Granted, a baby stroller might serve as a flashing red neon. But how to tell the truly homeless from a terrible teenage fashion trend with 100 percent accuracy?
Who would think that anyway?
In that vein, it’s not very comforting to consider an AI-navigated vehicle running down such a checklist, either.
Better the self-driving car just steer to the side, as far away from all the people it can get. Even better: How about self-driving cars that don’t have brakes that fail?
And thus comes the rather ridiculous side of MIT’s “Moral Machine.”
Not only is it impossible for this moral test to account for every possible moral and road safety situation that could arise in life. But it’s also impossible for engineers to guarantee design and construction of a self-driving vehicle that would be completely free of electrical or mechanical or technological problems that would jeopardize passengers’ or pedestrians safety.

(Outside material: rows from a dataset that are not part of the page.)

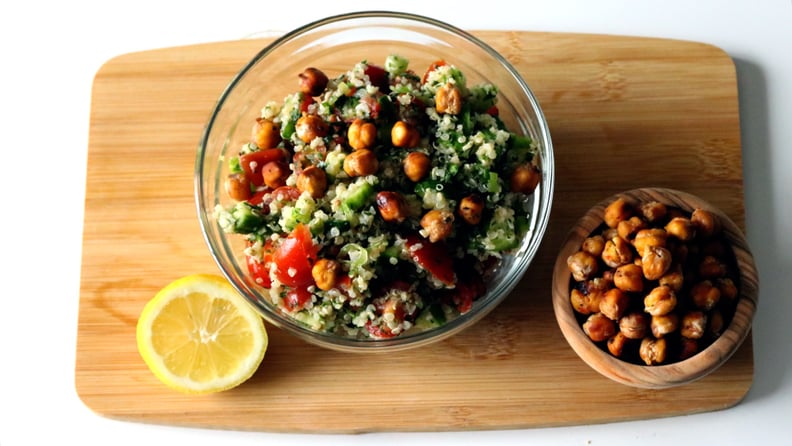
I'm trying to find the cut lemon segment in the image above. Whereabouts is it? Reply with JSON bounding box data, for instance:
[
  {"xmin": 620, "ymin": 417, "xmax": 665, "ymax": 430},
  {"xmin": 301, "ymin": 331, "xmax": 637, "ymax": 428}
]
[{"xmin": 137, "ymin": 274, "xmax": 268, "ymax": 393}]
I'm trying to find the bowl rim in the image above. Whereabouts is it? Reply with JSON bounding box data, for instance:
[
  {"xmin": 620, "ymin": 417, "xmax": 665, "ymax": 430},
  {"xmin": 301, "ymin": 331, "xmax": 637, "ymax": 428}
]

Nonetheless, scientists, engineers and researchers are truly trying to glean information from this site, and similar studies on human morality and the process by which people decide right from wrong, good from bad, acceptable from unacceptable, in order to improve the technology that one day breeds successful self-driving vehicles.
MIT’s bills its site as a research way of crowdsourcing data to build a “picture of human opinion on how machines should make decisions when faced with moral dilemmas” and to foster “discussion of potential scenarios of moral consequence,” the site states.

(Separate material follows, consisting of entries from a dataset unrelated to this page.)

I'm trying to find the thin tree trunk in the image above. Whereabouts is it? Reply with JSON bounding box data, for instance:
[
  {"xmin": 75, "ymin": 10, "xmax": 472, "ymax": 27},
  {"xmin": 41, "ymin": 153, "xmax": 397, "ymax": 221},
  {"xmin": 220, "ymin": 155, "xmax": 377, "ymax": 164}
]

But if the science world truly wanted to help citizens become safer drivers, researchers would look first at what’s most easily fixed, and having exhausted those possibilities, then and only then move on to the comparatively more complex matter of self-driving vehicles.
How about paving more roads so drivers aren’t forced to battle overly congested commutes?
How about building more subway systems and expanding existing rails so those in the suburban areas aren’t forced into fatiguing drives to and from work?
How about pushing back against Smart Growth centralized plans for communities that put all the people in highly populated living areas, often without providing proper public transportation options? Or, better yet, pushing back against Smart Growth plans in general that keep off limits to development all the millions of acres of open space in America and that simply limit humans’ abilities to spread out, absent government and environmental resistance?
How about cars that are better made — brakes that last longer, stop at shorter distances without skidding, that don’t lock on ice? How about windows that de-ice, de-fog — and stay that way? Mirrors that “see” in 360 degrees, windshield wipers that actually last?
How about more police dedicated to patrolling for aggressive and angry drivers?
All of these suggestions, and more, stand just as good a chance of reeling in driver accident stats as the self-driving car theory. And their common denominator?
None remove the human from driver’s seat.
None require a piece of machinery to make a human decision. Aren’t they worth that old-college try?
After all, ask most people in a crosswalk which they’d rather see bearing down on them, a car with a human driver or one with an empty front seat, and chances are they’ll pick the former. There’s just something comforting about humans that machinery can’t match.